Senate GOP to Back Trump on Border Wall, Risking Shutdown Fight

(Bloomberg) -- Senate Republicans have drafted a Homeland Security spending bill that includes the full $1.6 billion President Donald Trump wants for a wall at the Mexican border, increasing the chances of a shutdown fight before current government funding runs out Dec. 8.

Bill author Senator John Boozman of Arkansas told reporters Tuesday the border wall funds would be resolved in a giant trillion-dollar spending bill in December, along with the issue of whether to continue work permits for immigrants brought to the U.S. illegally as children, known as Dreamers.

"That will be part of the negotiations," he said. "I think at the end of the day, the president is going in insist that the border funding be there."

Boozman said the spending bill would direct construction to the areas on the border where the most human trafficking occurs. A wall along the entire border would be debated later, he said. 

Democrats last week called the year-end spending bill a chance to restore Obamacare insurance subsidies, and they’ve also discussed using it to protect Dreamers from deportation. Because Senate Democrats have the power to filibuster government funding bills, the disputes over immigration, the border wall and Obamacare make the possibility of a shutdown fight very real.

The Homeland Security spending bill is likely to get a Senate Appropriations Committee vote next week.

The House passed an omnibus spending bill last month that included money for the border wall. The Senate spending panel delayed taking up its bill for months as it weighed whether to go along with the wall funding.

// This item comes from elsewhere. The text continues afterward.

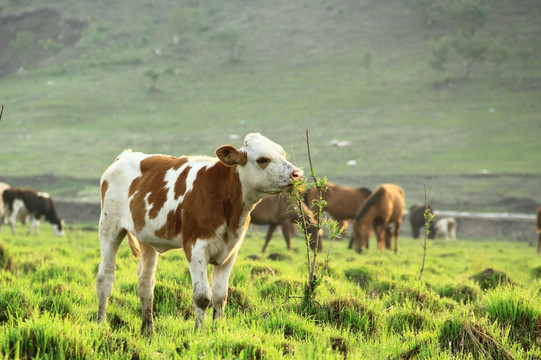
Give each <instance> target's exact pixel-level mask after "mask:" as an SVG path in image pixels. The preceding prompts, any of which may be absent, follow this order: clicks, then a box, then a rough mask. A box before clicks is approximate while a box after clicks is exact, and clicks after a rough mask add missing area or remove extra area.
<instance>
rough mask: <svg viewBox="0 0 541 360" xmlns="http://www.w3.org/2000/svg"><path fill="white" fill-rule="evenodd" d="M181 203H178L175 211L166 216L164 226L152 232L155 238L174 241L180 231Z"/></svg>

Trump has demanded that Congress deliver funding for his border wall and make dramatic changes to immigration policy in exchange for letting Dreamers stay in the country. Democrats say the president had reneged on an agreement last month to allow about 800,000 Dreamers to remain in the U.S.

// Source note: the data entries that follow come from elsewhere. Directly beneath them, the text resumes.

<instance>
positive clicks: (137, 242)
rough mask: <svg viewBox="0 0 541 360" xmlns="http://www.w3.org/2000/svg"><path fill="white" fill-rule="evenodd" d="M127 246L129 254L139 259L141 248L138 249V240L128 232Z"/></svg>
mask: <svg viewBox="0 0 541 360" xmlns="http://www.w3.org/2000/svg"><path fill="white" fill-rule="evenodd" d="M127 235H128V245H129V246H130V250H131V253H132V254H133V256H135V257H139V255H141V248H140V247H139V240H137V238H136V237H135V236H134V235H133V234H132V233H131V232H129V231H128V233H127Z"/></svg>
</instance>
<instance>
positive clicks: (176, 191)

Senate Minority Leader Chuck Schumer of New York and House Minority Leader Nancy Pelosi of California dined with Trump last month and said afterward they had reached a tentative accord with the president to advance legislation to replace the Deferred Action for Childhood Arrivals program and protect from deportation undocumented immigrants brought to the U.S. as children. That deal, both leaders said, would combine those protections with a boost in border security resources, but not for a border wall.